Pero la tragedia no nos cayó del otro mundo de la política. Tampoco proviene de un perverso modelo económico. La tragedia de Hermosillo es muy nuestra, muy propia. No solamente nos lastima: nos describe. Esta desgracia que se suma a nuestra cuenta diaria de abominaciones, es indicación de la profundidad de nuestra crisis. Hay, desde luego, una crisis política seria: un pluralismo atascado. Hay una crisis económica severa: décadas sin crecer lo necesario. Pero hay una crisis más honda, más extensa; una crisis que escurre los casilleros: una crisis nacional de la que el incendio parece síntoma. El México que no sabe a dónde va es grava para el desastre. En guarderías y en cárceles; en las calles y en los congresos, en las escuelas y en los hospitales se propaga cotidianamente la desgracia. Algunas son estruendosas, otras silenciosa. Algunas son sangrientas, otras mudas. Todas gravísimas. Cada evento sobre el que posamos nuestra atención revela una inmensa mina de “irregularidades.” El permiso falso, el certificado apócrifo, la licencia vencida, el material prohibido, la plaza heredada. Rascar la superficie de México es palpar la cantera de la farsa. La simulación, que ha sido el verdadero contrato nacional, nos entrega sus resultados. Dormimos en la cama de la tragedia. Su madera está apolillada, las cobijas son combustible, el suelo en el que se asienta, un precipicio. Si dormimos es porque estamos dispuestos a cerrar los ojos.

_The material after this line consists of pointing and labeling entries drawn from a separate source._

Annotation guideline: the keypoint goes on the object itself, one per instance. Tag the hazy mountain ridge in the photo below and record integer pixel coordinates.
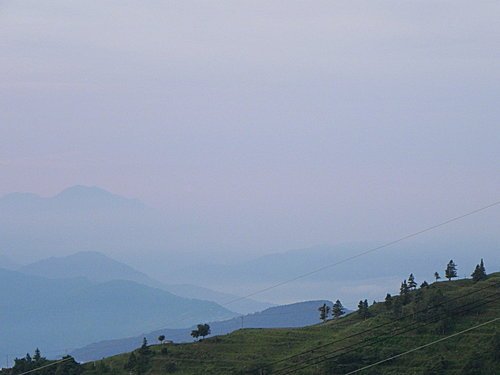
(98, 267)
(286, 316)
(47, 309)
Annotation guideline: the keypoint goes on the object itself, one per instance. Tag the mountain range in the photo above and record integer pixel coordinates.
(287, 316)
(60, 314)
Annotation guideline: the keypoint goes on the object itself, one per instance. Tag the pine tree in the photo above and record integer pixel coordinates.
(388, 301)
(403, 292)
(361, 307)
(451, 270)
(337, 309)
(37, 357)
(324, 311)
(479, 273)
(411, 282)
(481, 265)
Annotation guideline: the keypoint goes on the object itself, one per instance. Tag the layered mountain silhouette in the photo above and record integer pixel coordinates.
(98, 267)
(293, 315)
(59, 314)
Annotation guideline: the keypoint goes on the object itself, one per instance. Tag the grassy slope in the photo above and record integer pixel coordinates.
(243, 351)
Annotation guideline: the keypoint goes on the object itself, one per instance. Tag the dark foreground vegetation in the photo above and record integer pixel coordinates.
(419, 315)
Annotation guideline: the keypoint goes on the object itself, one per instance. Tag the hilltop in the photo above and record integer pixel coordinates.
(343, 345)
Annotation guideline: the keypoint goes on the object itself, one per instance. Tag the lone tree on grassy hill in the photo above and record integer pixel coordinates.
(404, 291)
(451, 270)
(411, 282)
(337, 309)
(363, 309)
(324, 311)
(388, 301)
(480, 272)
(201, 330)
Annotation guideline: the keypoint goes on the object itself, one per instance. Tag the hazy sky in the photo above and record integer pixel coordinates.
(258, 125)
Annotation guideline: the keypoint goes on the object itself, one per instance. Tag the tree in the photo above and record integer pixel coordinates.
(37, 357)
(144, 349)
(323, 312)
(201, 330)
(195, 333)
(388, 301)
(479, 273)
(411, 282)
(403, 292)
(451, 270)
(361, 309)
(337, 309)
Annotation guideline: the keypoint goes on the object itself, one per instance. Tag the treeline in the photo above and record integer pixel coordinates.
(409, 292)
(42, 366)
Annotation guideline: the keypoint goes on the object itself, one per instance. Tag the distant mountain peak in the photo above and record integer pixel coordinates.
(80, 191)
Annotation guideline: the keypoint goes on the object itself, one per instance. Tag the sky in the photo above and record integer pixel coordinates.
(258, 125)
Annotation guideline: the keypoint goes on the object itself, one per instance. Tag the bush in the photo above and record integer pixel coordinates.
(170, 367)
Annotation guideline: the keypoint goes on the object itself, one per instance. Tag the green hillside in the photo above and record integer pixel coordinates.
(343, 345)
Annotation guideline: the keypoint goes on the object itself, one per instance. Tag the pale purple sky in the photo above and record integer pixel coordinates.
(259, 125)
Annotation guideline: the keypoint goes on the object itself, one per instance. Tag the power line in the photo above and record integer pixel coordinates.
(301, 276)
(49, 365)
(387, 244)
(325, 357)
(381, 325)
(423, 346)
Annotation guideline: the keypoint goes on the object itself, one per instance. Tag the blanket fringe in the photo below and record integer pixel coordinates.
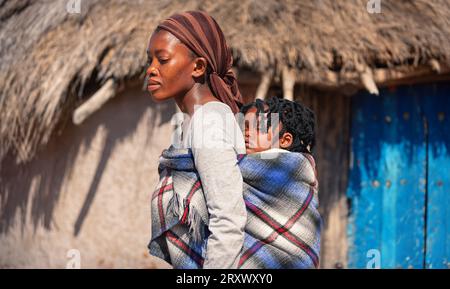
(194, 220)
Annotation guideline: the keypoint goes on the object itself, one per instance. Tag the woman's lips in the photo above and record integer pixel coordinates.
(153, 87)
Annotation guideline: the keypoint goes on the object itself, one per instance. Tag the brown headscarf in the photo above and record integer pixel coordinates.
(201, 33)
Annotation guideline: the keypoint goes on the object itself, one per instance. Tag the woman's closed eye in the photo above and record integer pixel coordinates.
(161, 60)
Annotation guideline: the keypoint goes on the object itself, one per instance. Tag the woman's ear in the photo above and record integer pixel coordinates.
(286, 140)
(200, 66)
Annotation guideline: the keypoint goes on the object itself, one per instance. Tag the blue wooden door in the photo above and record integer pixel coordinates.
(399, 181)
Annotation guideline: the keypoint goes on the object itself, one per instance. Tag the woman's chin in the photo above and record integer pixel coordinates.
(155, 96)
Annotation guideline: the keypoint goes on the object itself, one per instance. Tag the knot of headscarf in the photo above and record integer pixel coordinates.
(201, 33)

La nación de los simulacros parece ya inmanejable. Hablo de nación porque no me refiero solamente a la política de la simulación: hablo de una sociedad del falseamiento: una comunidad que encuentra fraternidad en el encubrimiento. La ley, la inspección, el reglamento son vistos como entidades ajenas, imposiciones arbitrarias que lo obstaculizan todo. El favor, la benévola desidia, la fiscalización ciega son, por el contrario, formas de cordialidad profunda y socialmente santificada. El inspector que no aplica estrictamente su reglamento se vuelve así, un salvador comprensivo ante la incumplible ley que nadie considera realmente obligatoria. La circular está hecha para ser publicada, no para ser acatada. Si se le hiciera caso—se piensa—no habría escuela en pie, ni clínica funcionando. La burla de la ley como astucia colectiva, como crema que suaviza las tensiones, como prudencia pacificadora, como atajo de eficiencia se evidencia criminal.